The protests broke out after a Dhaka court recently reinstated quotas for government jobs, which were abolished by a government order in 2018 following another countrywide student protest. The appellate division halted the new ruling for four weeks on Wednesday, but that did not quell the demonstrations.
Protesting students blocked entry and exit points as well as key intersections in Dhaka, one of the world’s most crowded cities, causing major traffic congestion. The demonstrations also severely affected Dhaka’s only metro rail route.
Students broke a police barricade in Dhaka’s Shahbag area on Thursday evening to conduct a large sit-in.
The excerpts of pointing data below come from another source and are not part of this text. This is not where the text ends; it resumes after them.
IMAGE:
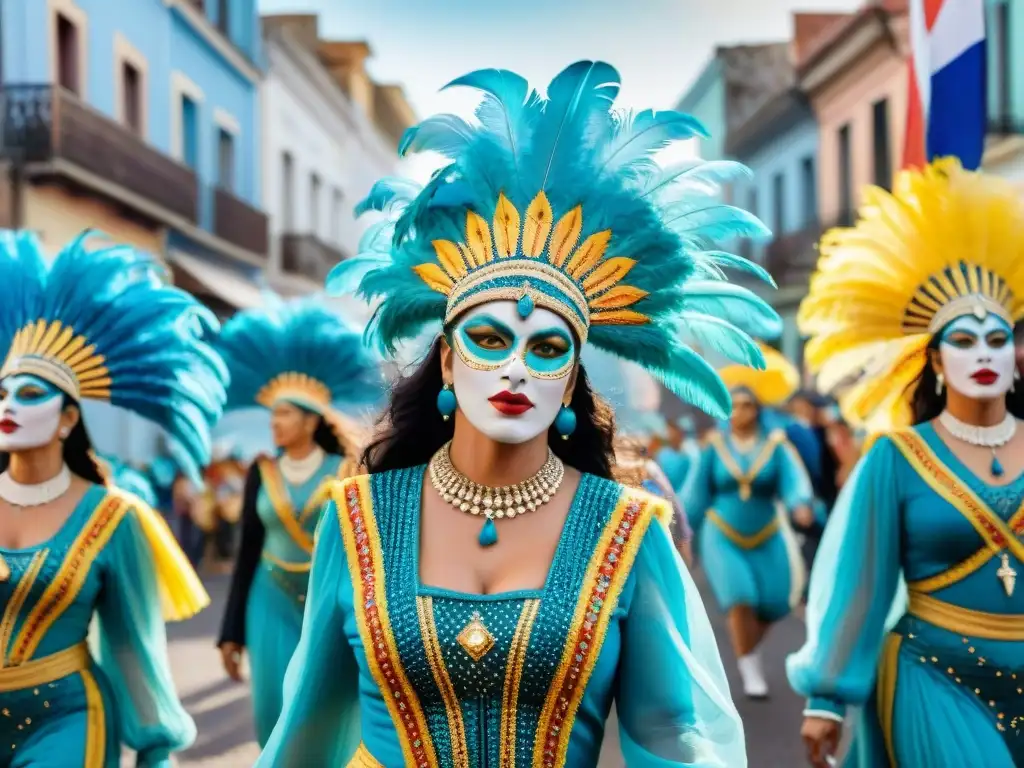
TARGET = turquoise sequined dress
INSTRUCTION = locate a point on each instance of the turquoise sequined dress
(271, 577)
(61, 704)
(749, 553)
(390, 673)
(945, 686)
Some protesters also climbed police vehicles meant to disperse the disruptive gatherings.
“Due to the quota system, talented students cannot launch important jobs where talented people are required, like teaching at primary schools,” Akram Hossain, who was among the coordinators during the anti-quota movement in 2018, said in a phone interview.
Bangladesh reserves more than 50 percent of government jobs for quota holders, including the grandchildren of freedom fighters who took part in the country’s war of independence in 1971. Student leaders say those quotas are among many that are unacceptable now.
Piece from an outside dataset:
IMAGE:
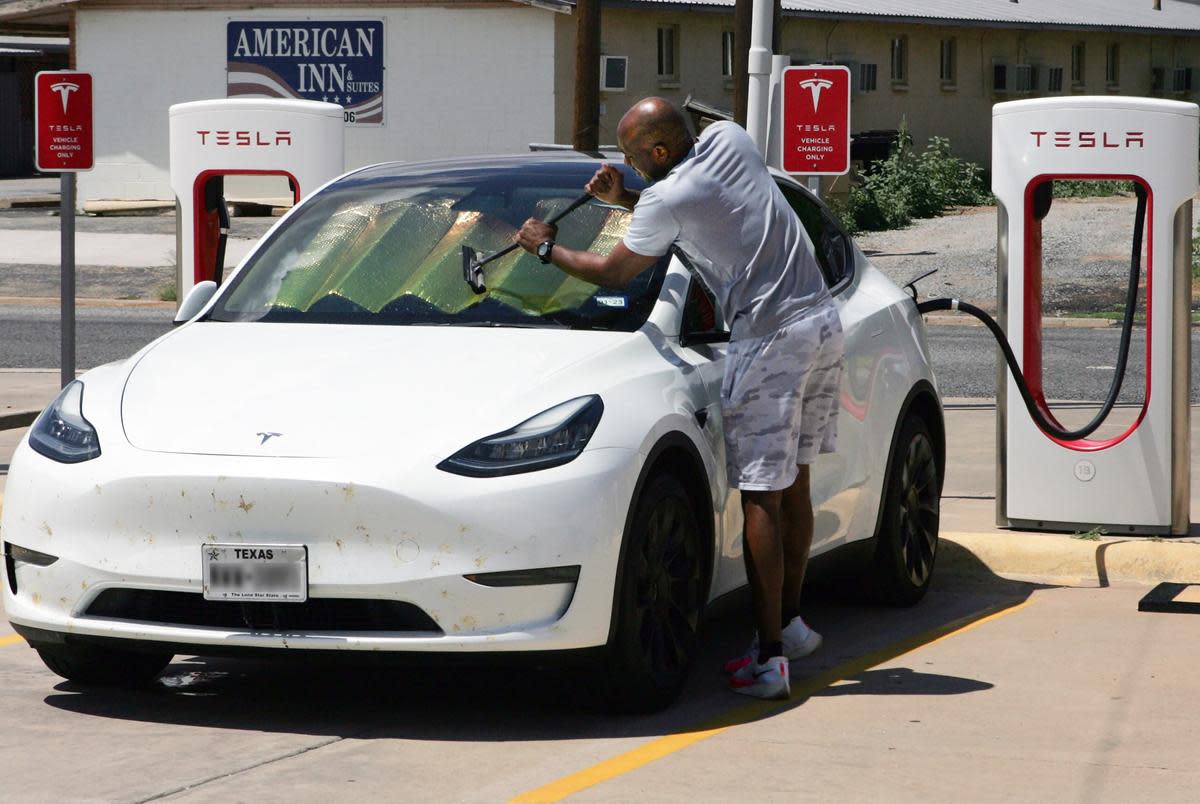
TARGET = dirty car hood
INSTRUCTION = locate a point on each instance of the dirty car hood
(304, 390)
In 2018, students across the country staged demonstrations against the existing quota system, which guaranteed that quota holders would get more than half of government jobs. Following weeks of widespread protests, the government, led by Bangladesh’s longest-serving prime minister, Sheikh Hasina, announced that quotas would be abolished and government jobs would be awarded based on a merit system.
Mr. Hossain, the 2018 protest coordinator who attended Thursday’s demonstrations in Dhaka, said the current movement this time is more organized because six years ago students feared attacks from the student wing of the ruling party. He added that in 2018, organizers used fake social media accounts to spread the word about marches and other gatherings while dodging the government’s eyes.
Apart from the students of the University of Dhaka, the largest university in Bangladesh, students from other elite schools also joined protests in the cities Chattogram, Comilla, Rajshahi and Sylhet. Student leaders said police officers used bullets and batons to disperse protests at the Comilla University in Comilla, a southeastern Bangladesh city.
“We want the government to call for a special parliament session and take a decision about our demand,” Sarjis Alam, a coordinator of the current protests, said, his voice, strained and cracking from relentless chanting.